Tim Keller talks about this type of response to suffering in his book, Walking with God Through Pain and Suffering. While some people respond to suffering with a sense of self-pity, believing they do not deserve to suffer as they do, others respond with self-doubt, believing that they are the reason for their suffering. Both of these are contrary to the Bible’s answer to suffering. Sure, there are things we do in this life that lead to suffering (he talks about that, too), but more often than not, suffering falls on the just and the unjust (Matt. 5:45).
So often I see suffering (and even just every day difficulty) as a sure sign of God’s displeasure, a sure sign of his lack of love for me. Instead I need to see it as the exact opposite. It’s because he loves me that he gives me second chances to respond in faith. It’s because he loves me that he takes me through trials, so I will see him as all I need, not the stuff I put my trust in. It’s because he loves me that when trials come he might not take them away, but he never will leave me alone to face them.

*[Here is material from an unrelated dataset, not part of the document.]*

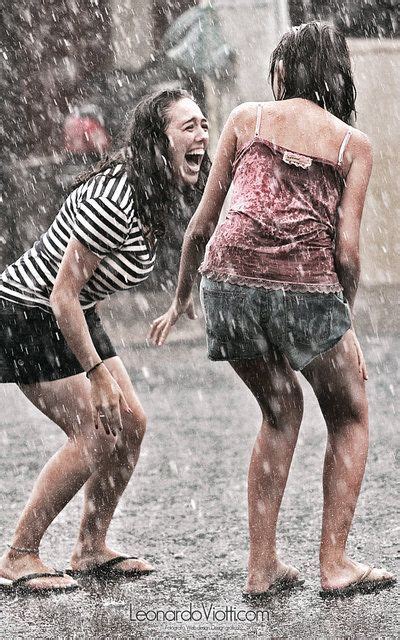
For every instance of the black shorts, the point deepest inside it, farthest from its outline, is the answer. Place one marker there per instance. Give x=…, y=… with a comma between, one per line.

The repeat instances of suffering that I find myself in are not a sign of God’s judgment. It’s a sign of his grace. It’s as if he is saying to me “Courtney, I love you so much that I’m giving you something familiar, though hard, to remind you that I am God and I will deliver you again.” Each repeat instance of suffering is a chance to trust more faithfully than before, if only I had eyes to see it as love, not wrath.
God is in the business of second chances to remind us that he is the same God yesterday, today, and tomorrow. Second chances are his megaphone of grace, screaming at us “trust me, my child. You’ve been here before. See how I delivered you then? I won’t fail you now.”
I need this perspective when I find myself in repeat trials. Perhaps you do, too.